Il genio artistico di Escher in mostra al Palazzo Reale di Milano fino al 22 gennaio 2017.
Con Escher si ribaltano alcune concezioni dell’Arte e non soltanto da un punto di vista tecnico: è indubbio che siamo di fronte ad un artista geniale, capace di fondere scienza, arte, geometria, ma anche e soprattutto di fronte ad un artista sopravvissuto allo scorrere del tempo ed ancora oggi capace di influenzare il cinema, la letteratura, i fumetti. Un’opera come Relatività è nota a tutti gli amanti dei The Simpsons, ma in pochi probabilmente l’avrebbero associata al volto e al nome di Maurits Cornelis Escher.
Un artista le cui opere sono note ai più, ma il cui nome è sconosciuto alla maggior parte. Un paradosso, a ben pensarci. Ed è proprio questa sensazione di familiarità che si assapora fin da subito, non appena si scosta il velo nero e ci si immerge in quella che è sicuramente molto di più di una semplice esposizione. Per la prima volta è possibile ammirare una retrospettiva quasi completa, con più di 200 opere, e non è un caso che la mostra abbia sede in Italia: Escher ha trascorso moltissimo tempo in Italia, in special modo nel sud che egli amava particolarmente – il viaggio di nozze ad Atrani, ad esempio – affascinato soprattutto dal paesaggio che, in più di un intervista, ha affermato essere il più bello del mondo.
La mostra, suddivisa in sei sezioni, cerca di ripercorre tutta la vita artistica di Escher: la prima sezione è, giustappunto, dedicata al periodo trascorso in Italia e le opere, principalmente miniature, hanno come soggetti dei paesini arroccati sulle montagne – Alfedena, in Abruzzo – squarci di centri storici, ma è una piccola xilografia raffigurante il Vesuvio la sua prima opera dedicata all’Italia.
Un artista sempre molto attento ai movimenti a lui contemporanei: in un’opera come Il Secondo Giorno della Creazione è chiara l’ispirazione orientale, molto vicina alle incisioni dei maestri giapponesi come Hokusai, Hiroshige e Utamaro – anche loro esposti al Palazzo Reale in questo periodo e fino al 29 gennaio – ma è già ben individuabile la passione di Escher per l’uso del bianco e del nero, delle ombre, dell’alternanza statica in grado di simulare l’illusione del movimento. Così come la suddivisione dello spazio in modo regolare, individuabile in opere come Bellezza, riesce a restituire una percezione di buona forma e allo stesso tempo fornisce una struttura ben riconoscibile, ripetibile potenzialmente all’infinito.

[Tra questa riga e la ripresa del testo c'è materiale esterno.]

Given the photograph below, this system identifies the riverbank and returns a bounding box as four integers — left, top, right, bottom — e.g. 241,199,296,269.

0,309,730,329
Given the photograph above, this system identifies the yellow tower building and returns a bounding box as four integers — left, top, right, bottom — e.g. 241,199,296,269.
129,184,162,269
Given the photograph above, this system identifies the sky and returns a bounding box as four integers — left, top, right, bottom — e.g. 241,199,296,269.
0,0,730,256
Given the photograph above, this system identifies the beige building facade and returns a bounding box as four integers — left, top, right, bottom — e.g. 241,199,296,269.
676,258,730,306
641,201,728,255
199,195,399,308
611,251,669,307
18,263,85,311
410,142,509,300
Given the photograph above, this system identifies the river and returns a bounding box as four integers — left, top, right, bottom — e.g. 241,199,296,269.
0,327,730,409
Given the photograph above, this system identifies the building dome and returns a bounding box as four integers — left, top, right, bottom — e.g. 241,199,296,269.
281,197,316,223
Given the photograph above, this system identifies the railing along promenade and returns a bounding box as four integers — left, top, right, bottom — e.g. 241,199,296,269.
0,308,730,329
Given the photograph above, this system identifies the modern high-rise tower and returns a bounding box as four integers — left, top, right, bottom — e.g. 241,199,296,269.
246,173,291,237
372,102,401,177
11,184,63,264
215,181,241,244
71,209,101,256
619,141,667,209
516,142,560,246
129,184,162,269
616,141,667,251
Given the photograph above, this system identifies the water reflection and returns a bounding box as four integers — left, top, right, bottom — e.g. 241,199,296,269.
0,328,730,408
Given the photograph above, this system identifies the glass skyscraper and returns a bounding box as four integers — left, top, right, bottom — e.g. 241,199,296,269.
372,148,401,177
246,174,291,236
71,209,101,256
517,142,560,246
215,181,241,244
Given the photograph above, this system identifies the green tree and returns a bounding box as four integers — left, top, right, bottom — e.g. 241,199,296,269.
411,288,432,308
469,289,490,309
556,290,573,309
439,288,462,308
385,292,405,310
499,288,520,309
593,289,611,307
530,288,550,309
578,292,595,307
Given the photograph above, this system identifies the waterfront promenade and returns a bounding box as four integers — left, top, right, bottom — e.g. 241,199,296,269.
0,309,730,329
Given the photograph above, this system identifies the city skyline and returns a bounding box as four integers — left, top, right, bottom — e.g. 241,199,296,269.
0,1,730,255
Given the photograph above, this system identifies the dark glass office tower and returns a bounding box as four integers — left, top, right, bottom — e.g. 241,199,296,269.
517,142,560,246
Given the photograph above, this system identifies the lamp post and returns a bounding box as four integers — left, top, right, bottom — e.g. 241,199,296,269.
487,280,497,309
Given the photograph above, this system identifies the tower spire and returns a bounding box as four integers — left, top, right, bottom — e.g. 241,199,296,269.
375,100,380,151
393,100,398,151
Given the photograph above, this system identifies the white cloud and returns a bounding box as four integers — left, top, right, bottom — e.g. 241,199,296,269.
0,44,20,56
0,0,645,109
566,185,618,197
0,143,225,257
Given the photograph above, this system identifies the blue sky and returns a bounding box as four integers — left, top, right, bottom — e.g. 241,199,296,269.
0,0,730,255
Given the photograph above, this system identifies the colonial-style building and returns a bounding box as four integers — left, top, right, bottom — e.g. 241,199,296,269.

Una mostra che non è soltanto una semplice mostra grazie al tentativo dei curatori di spingere il pubblico a comprendere e giocare con le invenzioni di Escher attraverso una serie di esperienze ludiche: piccoli giochi in grado di illustrare praticamente, senza troppi giri di parole, concetti – spesso matematici – cari all’artista e presenti nelle sue opere. La legge del pieno e del vuoto, la buona forma, la legge di prossimità, la legge del concavo e del convesso, la legge di continuità, tutti principi sui quali sarebbe possibile spendere degli interi saggi ma per i quali risultano invece efficacissimi questi giochi intuitivi e immediati.
Tra i soggetti delle opere di Escher ritroviamo anche animali, rettili ed insetti su tutti. Cavallette, scarabei, farfalle e camaleonti. Un mondo infinito di ispirazioni e di stimoli quello a cui ha attinto: dalla natura, alla geometria, sfidando l’irraggiungibile infinito attraverso l’escamotage delle forme ripetute e dei collegamenti logici che vede nell’opera Metamorfosi II il più grande dei suoi capolavori. Un’opera circolare, chiusa in sé stessa, ma potenzialmente illimitata: indescrivibile e assolutamente da ammirare. E io mi fermo qui, invitandovi a lasciarvi travolgere anche voi dalla eschermania.